Wednesday, August 24, 2011

Post 200

All too often mothers I know are defined only by their motherhood and usually also by their wifedom.  I have fallen into this seemingly fulfilling world where life revolves around your encouragement as a spouse, and your ability to rear respectful, intelligent and fun children. These things are extremely important, and I do not intend to undervalue them. I am thrilled to be both a wife and a mother. I enjoy it immensely, and this contributes to how easy it is to fall into thinking that is my only identity- wife and mother.

First and foremost I should be striving to be the woman God intended me to be. This does include my current occupations and duties, as I believe both marriage and parenthood are callings from Him. However, I truly believe God asks more of us- or at least of me. He would not have given me strengths in creativity, practicality, music or the ability to teach if He wanted my life to be completely engrossed in just two things.
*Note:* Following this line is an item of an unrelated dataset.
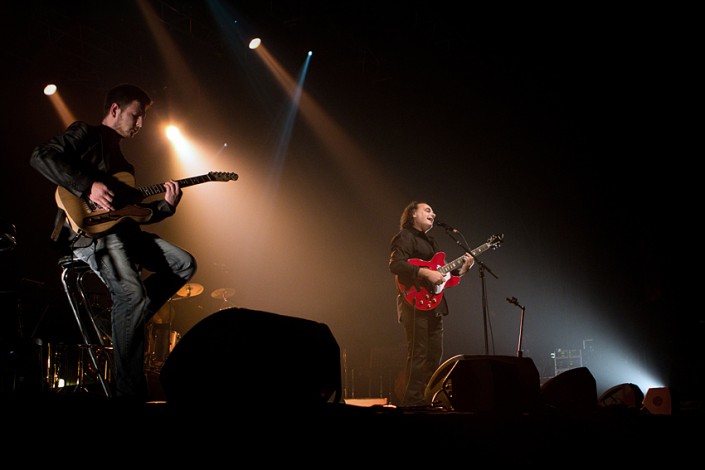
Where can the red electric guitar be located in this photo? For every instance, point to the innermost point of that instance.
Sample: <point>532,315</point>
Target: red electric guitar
<point>428,299</point>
Another thing to consider here is that while both the "supportive wife" and the "loving mother" role are crucial to His Kingdom purpose, so are things such as expressing myself creatively to glorify Him; helping others learn a more efficient or safe way of doing things;  blessing others and God with songs of praise, and teaching the seemingly unteachable.

It is difficult for me to not feel guilty about taking time to enjoy doing things other than being a homemaker. I feel wrong somehow about having fun outside of the home. This is false guilt. God made me this way, and I should feel encouraged to honour him in all that I do.

Rob is great- he recently rearranged our bedroom while I was outside so we'd have room to leave up the easel for a while. He also brought me home a notebook (it's actually a lab book, but still, thoughtful) so I could do some creative writing when I have some downtime. I so appreciate having a spouse who thinks proactively about not just my needs, but my desires.  So Rob, when you read this, thank you!

I'll keep you posted on how this goes. I know this isn't really a coherent blog post but I am rambling for a purpose! I am learning and growing every day and I want to encourage you to do the same.

2 comments:

ginn said...

Well said, Kim! I'd love to see the products of your creativity :)

Kaylyn said...

Awesome, Kim! Good for you wanting to expand your creativity - I also am trying to dabble a little more lately, and I am loving it. Keep on - it may seem slow at first, but it can be quite therapeutic, I think.